Nel caso esaminato, una lavoratrice lamentava, tra l'altro, di aver egregiamente superato la prova e di essere stata licenziata per (infondate) ragioni disciplinari.
Investito della questione, il Tribunale (Dott.ssa Bertoli) ha preliminarmente accertato la nullità del patto, a causa della insufficiente specificazione delle mansioni dedotte nel contratto (si assegnava la lavoratrice alle mansioni di «analyst consultant»); e ha poi ricordato che la nullità del patto di prova, da un lato, non travolge la validità del contratto di lavoro subordinato; e, dall'altro, non determina di per sé la nullità del licenziamento ma il suo assoggettamento all'ordinaria disciplina limitativa dei licenziamenti.
Svolte queste premesse, il Tribunale di Milano ha escluso che il licenziamento fosse affetto da un vizio formale, posto che una motivazione, sia pur fallace, è stata esplicitata (art. 4, D.Lgs. n. 23/2015); per poi concludere che il recesso motivato dal mancato superamento della prova, in presenza di un patto di prova nullo, sia da ritenere (meramente) ingiustificato, poiché posto al di fuori dell'area della libera recedibilità. Conseguenza di ciò, risulta pertanto che la sanzione applicabile è quella meramente risarcitoria (art. 3, comma 1, D.Lgs. n. 23/2015), con esclusione della reintegrazione.

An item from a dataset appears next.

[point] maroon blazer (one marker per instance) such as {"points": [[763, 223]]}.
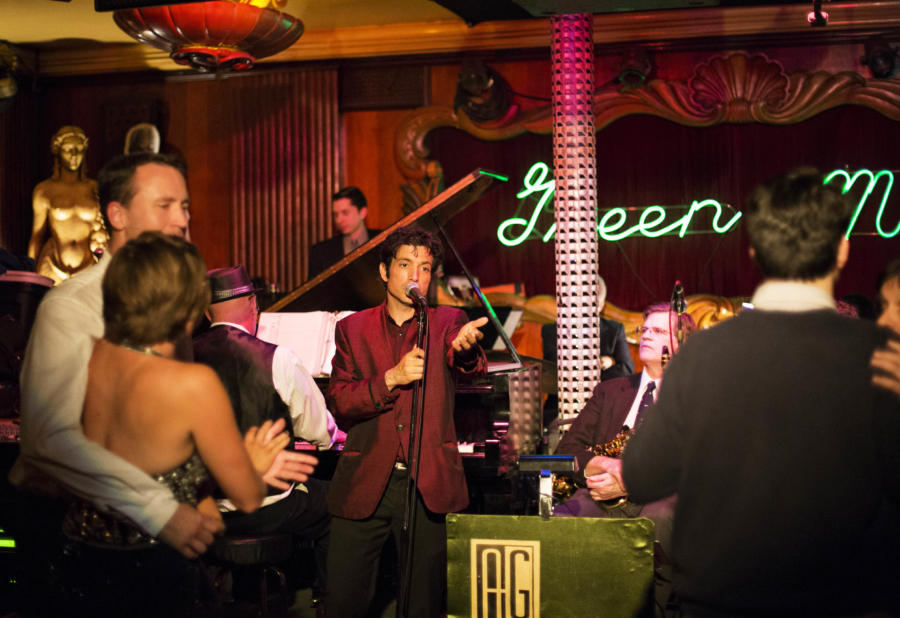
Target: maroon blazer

Ad avviso del Giudice, infatti, non può farsi luogo all'applicazione della tutela prevista per l'insussistenza del fatto materiale poiché questa, alla stregua del tenore letterale della norma, è applicabile ai soli licenziamenti di natura disciplinare mentre il recesso per mancato superamento della prova, di per sé, non integra né presuppone necessariamente una condotta disciplinarmente rilevante.
La sentenza in esame si presenta di notevole interesse anche perché, a quanto consta, è una delle prime decisioni in materia di recesso in prova in regime di «Jobs act» e, inoltre, perché si pone in contrasto con i due precedenti ad oggi noti: Tribunale di Torino del 16 settembre 2016 (Dott.ssa Mancinelli) e Tribunale di Milano del 3 novembre 2016 (Dott. Scarzella).
In entrambi i precedenti, infatti, pur muovendo da premesse ermeneutiche analoghe, i Giudici sono pervenuti all'opposta conclusione che il licenziamento sottoposto al loro esame recava una motivazione ontologicamente soggettiva e disciplinare (Torino) ovvero che la ragione dedotta nel recesso era in sé inesistente (Milano). In entrambi i casi dichiarando l'insussistenza del fatto materiale sotteso al licenziamento e, per l'effetto, applicando la tutela prevista dall'art. 3, comma 2, D.Lgs. n. 23/2015, ossia la reintegrazione nel posto di lavoro e il risarcimento, sia pur contenuto nel limite massimo previsto dalla legge.
Al netto delle presumibili differenze della ricostruzione dei fatti operata nei diversi casi, dunque, le decisioni ricordate esprimono nelle rispettive conclusioni una diversa impostazione ermeneutica.
La (ragionevole) prevedibilità dell'esito di un giudizio sulla nullità del patto di prova, pertanto, dovrà attendere un consolidamento della giurisprudenza sul punto.